The lawsuit contends the proposed ballot initiative is unconstitutional because it effectively would change two parts of the Missouri Constitution — one dealing with education, the other with collective bargaining. It asks a Cole County judge to prohibit the secretary of state from certifying the measure for the November ballot.
Supporters of the initiative submitted petition signatures last month to Secretary of State Jason Kander. He has until Aug. 5 to determine if they got enough valid signatures from registered voters to qualify for the ballot.
The proposal would curb tenure protections for teachers and other certified school staff by limiting their contracts to three years. Starting in July 2015, all public school districts would need to adopt evaluation standards that use student performance data to guide decisions on promoting, demoting, firing and paying personnel.
The proposal states that teachers would continue to have the constitutional right to bargain collectively, except with respect to the performance-based evaluation system.
The measure is packaged as a single amendment to Article 9 of the Missouri Constitution pertaining to education. But the lawsuit says it also effectively amends Article 1 establishing the right to collective bargaining. If so, that would violate constitutional provisions requiring initiatives to amend only one article of the constitution and to address only one subject, the lawsuit states.
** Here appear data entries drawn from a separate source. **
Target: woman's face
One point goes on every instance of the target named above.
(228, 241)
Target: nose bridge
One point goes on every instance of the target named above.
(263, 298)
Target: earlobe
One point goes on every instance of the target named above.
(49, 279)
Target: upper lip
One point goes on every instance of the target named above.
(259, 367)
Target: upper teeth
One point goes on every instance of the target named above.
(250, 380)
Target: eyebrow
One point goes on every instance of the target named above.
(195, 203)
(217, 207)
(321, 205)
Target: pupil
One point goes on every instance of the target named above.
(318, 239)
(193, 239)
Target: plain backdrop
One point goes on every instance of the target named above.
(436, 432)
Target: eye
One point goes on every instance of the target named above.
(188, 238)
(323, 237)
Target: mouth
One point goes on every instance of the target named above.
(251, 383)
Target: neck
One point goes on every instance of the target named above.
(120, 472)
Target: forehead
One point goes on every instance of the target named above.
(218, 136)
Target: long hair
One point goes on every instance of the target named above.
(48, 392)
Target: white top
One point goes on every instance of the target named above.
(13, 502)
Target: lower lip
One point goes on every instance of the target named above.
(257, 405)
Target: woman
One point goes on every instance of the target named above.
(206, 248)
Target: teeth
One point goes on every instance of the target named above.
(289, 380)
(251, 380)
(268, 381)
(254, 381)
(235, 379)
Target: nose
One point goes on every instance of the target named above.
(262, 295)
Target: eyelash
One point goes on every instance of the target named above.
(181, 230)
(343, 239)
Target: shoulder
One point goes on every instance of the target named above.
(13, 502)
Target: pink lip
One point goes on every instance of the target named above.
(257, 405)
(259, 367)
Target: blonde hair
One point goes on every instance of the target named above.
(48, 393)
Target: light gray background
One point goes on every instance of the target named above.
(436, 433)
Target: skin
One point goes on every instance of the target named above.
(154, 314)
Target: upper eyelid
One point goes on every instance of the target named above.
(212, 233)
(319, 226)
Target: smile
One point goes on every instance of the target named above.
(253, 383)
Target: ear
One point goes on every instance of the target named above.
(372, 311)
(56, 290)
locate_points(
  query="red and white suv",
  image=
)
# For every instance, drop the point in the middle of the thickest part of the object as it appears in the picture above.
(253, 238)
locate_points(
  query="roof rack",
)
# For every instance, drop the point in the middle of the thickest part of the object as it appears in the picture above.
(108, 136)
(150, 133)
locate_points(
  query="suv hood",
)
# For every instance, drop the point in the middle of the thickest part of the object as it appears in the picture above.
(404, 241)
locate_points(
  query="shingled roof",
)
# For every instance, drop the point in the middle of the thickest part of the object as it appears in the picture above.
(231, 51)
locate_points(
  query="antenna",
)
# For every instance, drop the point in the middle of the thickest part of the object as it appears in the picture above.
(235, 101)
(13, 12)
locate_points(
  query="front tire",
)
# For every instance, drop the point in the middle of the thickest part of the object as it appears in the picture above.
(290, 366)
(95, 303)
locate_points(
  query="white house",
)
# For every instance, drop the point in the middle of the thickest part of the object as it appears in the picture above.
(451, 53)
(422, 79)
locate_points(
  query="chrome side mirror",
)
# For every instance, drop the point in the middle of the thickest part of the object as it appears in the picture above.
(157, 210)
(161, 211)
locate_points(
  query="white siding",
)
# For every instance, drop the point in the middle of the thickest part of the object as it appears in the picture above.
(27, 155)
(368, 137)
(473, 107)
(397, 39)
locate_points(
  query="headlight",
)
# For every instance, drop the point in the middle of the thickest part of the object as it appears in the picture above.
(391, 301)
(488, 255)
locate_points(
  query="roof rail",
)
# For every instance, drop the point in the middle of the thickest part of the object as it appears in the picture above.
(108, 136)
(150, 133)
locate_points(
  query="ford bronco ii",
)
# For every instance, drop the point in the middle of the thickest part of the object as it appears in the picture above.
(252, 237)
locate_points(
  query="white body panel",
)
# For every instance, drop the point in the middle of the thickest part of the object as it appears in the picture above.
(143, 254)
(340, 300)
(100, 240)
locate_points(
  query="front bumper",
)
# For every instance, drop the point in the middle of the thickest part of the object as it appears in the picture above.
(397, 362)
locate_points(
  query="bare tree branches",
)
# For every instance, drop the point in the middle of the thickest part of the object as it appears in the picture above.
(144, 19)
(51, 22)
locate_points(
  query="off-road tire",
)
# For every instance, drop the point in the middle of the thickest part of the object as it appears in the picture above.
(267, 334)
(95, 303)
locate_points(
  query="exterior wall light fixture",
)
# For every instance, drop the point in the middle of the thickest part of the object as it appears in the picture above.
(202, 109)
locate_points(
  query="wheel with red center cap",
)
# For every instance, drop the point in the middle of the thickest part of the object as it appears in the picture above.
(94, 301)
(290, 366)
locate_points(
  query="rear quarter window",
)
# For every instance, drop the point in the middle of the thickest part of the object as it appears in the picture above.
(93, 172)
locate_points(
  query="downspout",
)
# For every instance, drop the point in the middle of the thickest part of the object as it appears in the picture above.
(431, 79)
The Teach Great coalition sponsoring the ballot measure said the initiative deals with only one subject.
“The one issue is about ensuring that we have the highest-quality teachers in the Missouri classroom,” said Kate Casas, a Teach Great spokeswoman.
The plaintiffs in the lawsuit are Anita Marie Kuehner and Daniel Twombly, two teachers at the Francis Howell School District who are covered by collective bargaining agreements that include details on teacher evaluations. Kuehner is president of the local chapter of the National Education Association.
The lawsuit was filed by Jefferson City attorney Chuck Hatfield, who said it was financed by the Committee to Support Public Educators, which includes the Missouri NEA and the Missouri State Teachers Association.
The two teachers groups said they oppose the measure not merely because of the way it is drafted, but because of the changes it would make to school policies.
“This amendment will result in more time spent testing and less time spent learning, actually short-changing the education students receive,” DeeAnn Aull, a lobbyist for the Missouri NEA, said in a written statement.